I was recently talking to a potential customer about getting started in Power BI. A question they asked me was essentially “What are the difficult parts of Power BI, how do these engagements usually go?”. This was a really interesting question and for me a lot of customer engagements fall under two broad categories.
The lost and confused. A lot of potential customers are just starting to look into Power BI. They cans see what it can do, they understand what it is for, but they have questions. Generally these questions are all about governance and implementation. How do we deploy Power BI? How do we license Power BI? How do we secure it?
This is a reasonable challenge because Power BI has a lot of nooks and crannies. It has a bunch of ways to deploy it and a bunch of ways to license it, and it seems like that add a new one every 6 months. For these customers they generally just seem to be concerned about the unknown unknowns out there. Usually after that first hour, that seems to be all the help they need.

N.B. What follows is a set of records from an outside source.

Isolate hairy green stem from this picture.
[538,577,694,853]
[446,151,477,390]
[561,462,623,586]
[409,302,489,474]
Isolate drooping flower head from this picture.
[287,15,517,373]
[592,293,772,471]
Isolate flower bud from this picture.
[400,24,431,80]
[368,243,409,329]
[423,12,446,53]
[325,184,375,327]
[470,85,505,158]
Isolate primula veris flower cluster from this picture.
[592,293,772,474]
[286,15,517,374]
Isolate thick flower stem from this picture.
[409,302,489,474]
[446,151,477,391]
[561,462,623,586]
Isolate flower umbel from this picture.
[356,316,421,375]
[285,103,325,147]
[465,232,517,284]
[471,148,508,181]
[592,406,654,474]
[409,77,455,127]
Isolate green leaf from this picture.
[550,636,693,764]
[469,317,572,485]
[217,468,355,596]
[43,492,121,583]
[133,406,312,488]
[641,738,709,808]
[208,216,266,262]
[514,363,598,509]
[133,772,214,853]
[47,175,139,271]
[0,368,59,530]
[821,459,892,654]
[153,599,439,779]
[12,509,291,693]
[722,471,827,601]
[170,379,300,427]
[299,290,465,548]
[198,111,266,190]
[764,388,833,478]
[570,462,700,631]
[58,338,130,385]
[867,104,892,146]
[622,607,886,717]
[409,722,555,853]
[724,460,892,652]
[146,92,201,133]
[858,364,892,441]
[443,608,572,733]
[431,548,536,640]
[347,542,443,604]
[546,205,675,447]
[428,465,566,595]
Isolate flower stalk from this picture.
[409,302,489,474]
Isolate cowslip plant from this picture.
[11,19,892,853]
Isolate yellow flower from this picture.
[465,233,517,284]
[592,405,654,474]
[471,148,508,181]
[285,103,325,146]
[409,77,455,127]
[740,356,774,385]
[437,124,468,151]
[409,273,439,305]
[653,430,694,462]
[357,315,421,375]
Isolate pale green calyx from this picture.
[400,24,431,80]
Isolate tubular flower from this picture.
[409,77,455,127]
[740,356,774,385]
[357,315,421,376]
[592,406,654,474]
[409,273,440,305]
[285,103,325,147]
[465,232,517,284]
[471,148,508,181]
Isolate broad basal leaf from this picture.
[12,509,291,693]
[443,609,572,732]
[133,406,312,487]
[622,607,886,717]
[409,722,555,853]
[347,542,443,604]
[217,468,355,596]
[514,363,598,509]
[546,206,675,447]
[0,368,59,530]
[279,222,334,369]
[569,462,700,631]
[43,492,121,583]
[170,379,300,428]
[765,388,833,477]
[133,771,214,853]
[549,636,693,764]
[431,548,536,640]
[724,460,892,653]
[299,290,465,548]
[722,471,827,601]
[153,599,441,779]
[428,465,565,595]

The out of control. These customers have made an investment in Power BI. These customers have started creating reports and seeing result. The problem here is scaling their reports. M and DAX have goofy learning curves. Both start out easy, but get incredibly difficult when you try to do more complex things. Maybe reading CSV files was easy, but now you need to work with a web api now. Maybe your report was fast when it was 60 MB. But now your measure or more complex and you have 250 MB of data and it is slow. These customers need help applying good data modeling and optimizing those models.